JUNE 13—Tucson, Ariz.-based investment management firm Davis Selected Advisers L.P., which owns a nearly 24% stake in Transatlantic, says it has “serious concerns” about the Allied World deal.

JULY 13—Bermuda reinsurer and insurer Validus Holdings Ltd. offers a stock-and-cash deal for Transatlantic worth about $3.5 billion at the time. It also said it would add $500 million to Transatlantic's reserves, depending on results of its due diligence.

AUG. 7—Berkshire Hathaway Inc. reinsurance unit National Indemnity Co. offers $52 per share for Transatlantic, or around $3.25 billion at the time. Stock market turmoil diminishes the value of Allied World's offer to about $2.74 billion and Validus' offer to about $2.87 billion.

SEPT. 9—Advisory firm Institutional Shareholder Services Inc. recommends that Transatlantic investors vote against the Allied World merger.

SEPT. 16—The Transatlantic and Allied World merger collapses under investor pressure.
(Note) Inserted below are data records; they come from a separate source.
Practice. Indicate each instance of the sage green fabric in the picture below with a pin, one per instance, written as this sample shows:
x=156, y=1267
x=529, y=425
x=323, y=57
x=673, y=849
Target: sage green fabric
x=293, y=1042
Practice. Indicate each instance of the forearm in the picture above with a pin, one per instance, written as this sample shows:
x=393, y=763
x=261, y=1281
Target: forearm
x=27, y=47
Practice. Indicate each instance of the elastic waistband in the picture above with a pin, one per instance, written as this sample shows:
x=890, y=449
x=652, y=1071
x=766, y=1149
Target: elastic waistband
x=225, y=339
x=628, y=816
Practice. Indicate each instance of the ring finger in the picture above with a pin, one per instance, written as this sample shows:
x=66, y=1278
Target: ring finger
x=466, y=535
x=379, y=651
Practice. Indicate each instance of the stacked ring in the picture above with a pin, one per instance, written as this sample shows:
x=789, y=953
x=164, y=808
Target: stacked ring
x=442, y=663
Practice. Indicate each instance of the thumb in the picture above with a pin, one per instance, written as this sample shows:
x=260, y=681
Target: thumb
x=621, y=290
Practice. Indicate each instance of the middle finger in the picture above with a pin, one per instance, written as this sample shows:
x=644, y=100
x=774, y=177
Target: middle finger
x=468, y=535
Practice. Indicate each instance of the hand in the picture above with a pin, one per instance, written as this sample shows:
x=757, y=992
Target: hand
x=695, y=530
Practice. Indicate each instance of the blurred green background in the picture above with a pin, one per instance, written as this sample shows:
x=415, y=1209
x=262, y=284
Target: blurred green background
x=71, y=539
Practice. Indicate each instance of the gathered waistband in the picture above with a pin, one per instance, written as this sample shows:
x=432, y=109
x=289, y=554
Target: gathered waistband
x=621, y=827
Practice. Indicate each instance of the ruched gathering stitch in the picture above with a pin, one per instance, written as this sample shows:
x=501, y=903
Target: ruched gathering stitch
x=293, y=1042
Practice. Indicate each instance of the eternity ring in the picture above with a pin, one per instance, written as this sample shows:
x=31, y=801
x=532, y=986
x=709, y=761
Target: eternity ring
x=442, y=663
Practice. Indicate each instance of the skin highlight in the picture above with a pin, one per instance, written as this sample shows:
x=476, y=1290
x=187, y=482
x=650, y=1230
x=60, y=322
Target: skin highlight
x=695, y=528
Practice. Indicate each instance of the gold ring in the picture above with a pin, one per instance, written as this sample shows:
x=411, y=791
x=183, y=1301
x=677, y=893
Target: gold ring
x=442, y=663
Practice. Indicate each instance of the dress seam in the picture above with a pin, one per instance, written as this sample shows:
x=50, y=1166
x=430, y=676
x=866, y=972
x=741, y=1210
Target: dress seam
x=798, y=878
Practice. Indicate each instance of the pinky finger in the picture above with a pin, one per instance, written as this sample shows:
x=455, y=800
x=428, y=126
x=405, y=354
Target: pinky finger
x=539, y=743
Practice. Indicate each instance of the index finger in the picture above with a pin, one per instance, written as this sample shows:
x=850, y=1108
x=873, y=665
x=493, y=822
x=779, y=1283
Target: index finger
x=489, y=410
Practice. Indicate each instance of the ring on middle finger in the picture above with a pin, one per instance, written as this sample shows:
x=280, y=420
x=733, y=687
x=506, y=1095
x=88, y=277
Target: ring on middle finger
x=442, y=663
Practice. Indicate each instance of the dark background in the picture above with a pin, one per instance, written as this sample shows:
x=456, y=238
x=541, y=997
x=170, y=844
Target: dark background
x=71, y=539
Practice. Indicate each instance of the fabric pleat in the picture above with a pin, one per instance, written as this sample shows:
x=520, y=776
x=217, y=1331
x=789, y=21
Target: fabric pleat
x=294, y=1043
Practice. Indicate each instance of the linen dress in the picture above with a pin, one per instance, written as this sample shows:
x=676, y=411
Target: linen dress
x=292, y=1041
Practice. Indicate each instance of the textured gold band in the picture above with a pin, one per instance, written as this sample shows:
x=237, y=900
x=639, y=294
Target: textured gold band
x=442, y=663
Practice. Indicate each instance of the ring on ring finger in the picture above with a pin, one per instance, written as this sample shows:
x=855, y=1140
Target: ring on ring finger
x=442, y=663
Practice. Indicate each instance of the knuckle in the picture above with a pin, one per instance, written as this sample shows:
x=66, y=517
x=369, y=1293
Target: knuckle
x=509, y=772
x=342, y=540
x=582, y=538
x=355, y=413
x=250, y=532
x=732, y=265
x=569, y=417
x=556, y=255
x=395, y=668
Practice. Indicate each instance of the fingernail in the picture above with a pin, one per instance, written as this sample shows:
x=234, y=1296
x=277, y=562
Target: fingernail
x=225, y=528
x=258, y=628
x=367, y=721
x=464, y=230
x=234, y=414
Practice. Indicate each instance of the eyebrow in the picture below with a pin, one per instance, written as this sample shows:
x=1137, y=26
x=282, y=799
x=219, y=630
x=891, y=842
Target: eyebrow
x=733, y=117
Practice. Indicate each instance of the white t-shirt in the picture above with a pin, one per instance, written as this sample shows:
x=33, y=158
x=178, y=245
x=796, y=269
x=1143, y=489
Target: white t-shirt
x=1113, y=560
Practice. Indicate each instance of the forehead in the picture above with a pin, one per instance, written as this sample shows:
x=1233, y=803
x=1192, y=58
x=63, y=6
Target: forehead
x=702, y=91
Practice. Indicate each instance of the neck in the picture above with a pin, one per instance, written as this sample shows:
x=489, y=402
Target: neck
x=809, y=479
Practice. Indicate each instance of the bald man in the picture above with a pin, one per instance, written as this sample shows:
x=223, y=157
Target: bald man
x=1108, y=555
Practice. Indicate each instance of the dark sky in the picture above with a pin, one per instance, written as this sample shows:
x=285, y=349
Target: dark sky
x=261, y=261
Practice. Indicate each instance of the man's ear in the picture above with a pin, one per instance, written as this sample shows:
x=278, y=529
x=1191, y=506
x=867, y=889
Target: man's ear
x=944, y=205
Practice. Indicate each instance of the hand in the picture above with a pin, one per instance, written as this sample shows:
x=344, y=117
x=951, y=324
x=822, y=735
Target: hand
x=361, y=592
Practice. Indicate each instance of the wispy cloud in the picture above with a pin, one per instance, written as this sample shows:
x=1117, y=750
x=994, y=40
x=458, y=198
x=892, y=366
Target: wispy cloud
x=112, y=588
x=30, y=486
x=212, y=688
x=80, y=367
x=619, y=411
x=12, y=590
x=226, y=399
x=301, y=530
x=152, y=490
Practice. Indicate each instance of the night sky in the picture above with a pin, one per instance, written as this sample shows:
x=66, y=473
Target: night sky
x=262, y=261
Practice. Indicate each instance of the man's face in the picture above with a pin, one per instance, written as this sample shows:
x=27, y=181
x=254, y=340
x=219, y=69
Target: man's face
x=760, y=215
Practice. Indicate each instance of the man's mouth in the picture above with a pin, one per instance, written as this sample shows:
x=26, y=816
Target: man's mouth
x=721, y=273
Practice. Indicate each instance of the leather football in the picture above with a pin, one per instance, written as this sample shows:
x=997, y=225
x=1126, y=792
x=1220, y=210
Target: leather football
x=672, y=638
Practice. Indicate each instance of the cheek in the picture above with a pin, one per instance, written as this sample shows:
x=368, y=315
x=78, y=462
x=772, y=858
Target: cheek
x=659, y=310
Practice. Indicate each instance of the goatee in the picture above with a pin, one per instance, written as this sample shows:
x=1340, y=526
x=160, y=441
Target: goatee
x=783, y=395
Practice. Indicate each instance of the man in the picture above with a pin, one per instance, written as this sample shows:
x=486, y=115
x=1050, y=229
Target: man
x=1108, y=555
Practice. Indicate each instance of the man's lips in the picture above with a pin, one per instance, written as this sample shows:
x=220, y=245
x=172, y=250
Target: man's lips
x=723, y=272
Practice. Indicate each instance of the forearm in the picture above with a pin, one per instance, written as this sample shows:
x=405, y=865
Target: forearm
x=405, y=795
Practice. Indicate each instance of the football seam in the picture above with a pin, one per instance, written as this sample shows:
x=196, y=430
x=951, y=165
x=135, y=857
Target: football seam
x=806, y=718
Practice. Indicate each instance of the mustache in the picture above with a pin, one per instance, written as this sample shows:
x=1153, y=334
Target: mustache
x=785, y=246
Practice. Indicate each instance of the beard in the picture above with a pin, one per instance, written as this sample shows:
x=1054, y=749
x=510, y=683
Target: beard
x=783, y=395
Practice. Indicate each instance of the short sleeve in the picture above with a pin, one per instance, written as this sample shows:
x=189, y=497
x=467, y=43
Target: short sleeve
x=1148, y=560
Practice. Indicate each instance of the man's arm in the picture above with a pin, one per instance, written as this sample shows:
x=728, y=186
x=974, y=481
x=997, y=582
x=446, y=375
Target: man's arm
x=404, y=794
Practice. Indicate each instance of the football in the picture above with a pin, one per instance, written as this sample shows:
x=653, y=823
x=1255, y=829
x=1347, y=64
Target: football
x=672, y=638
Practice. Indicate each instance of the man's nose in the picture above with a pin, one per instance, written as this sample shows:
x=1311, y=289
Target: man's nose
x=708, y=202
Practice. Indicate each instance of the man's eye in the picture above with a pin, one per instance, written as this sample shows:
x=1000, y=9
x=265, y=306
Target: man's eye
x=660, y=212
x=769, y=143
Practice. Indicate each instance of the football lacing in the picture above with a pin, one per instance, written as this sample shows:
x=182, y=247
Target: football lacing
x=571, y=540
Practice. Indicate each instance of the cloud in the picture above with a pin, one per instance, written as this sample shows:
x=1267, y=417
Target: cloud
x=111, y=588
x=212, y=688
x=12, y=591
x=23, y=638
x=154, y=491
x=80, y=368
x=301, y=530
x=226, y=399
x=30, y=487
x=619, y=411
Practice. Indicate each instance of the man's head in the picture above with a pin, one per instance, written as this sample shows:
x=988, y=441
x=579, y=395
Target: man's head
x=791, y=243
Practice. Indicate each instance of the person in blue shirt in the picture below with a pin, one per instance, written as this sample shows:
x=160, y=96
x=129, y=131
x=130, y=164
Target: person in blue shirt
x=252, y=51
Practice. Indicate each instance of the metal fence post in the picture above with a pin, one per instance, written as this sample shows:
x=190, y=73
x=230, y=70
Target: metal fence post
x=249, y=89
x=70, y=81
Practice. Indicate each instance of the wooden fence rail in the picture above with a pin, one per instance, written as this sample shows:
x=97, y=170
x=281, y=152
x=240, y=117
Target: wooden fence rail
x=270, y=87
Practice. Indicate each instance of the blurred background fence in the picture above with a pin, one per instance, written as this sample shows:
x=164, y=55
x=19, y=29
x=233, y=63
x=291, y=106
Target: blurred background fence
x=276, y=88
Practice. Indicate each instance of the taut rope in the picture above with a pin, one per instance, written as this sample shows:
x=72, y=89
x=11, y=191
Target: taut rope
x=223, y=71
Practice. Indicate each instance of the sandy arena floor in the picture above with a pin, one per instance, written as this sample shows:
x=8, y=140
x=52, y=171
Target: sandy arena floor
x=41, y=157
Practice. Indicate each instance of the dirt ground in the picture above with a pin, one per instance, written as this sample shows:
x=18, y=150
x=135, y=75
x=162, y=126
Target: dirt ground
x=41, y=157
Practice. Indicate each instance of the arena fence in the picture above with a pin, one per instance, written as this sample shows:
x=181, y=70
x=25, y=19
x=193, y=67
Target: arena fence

SEPT. 26—Transatlantic says it has entered into talks with an unnamed third party, reportedly involving an investor group that includes Joseph Brandon, former CEO of Berkshire Hathaway Inc.'s General Re Corp.

OCT. 11—Transatlantic says it has entered into deal talks with its fourth potential bidder, reportedly involving Hamilton, Bermuda-based Enstar Group Ltd. and New York-based C.V. Starr & Co.

NOV. 21—Transatlantic agrees to a stock-and-cash deal with New York investment holding company Alleghany Corp. valuing the reinsurer at roughly $3.4 billion. Transatlantic is to operate as a semiautonomous subsidiary of Alleghany, with Mr. Brandon serving as president of Alleghany Insurance Holdings L.L.C., executive vp of Alleghany and chairman of Transatlantic's board. Davis supports the deal.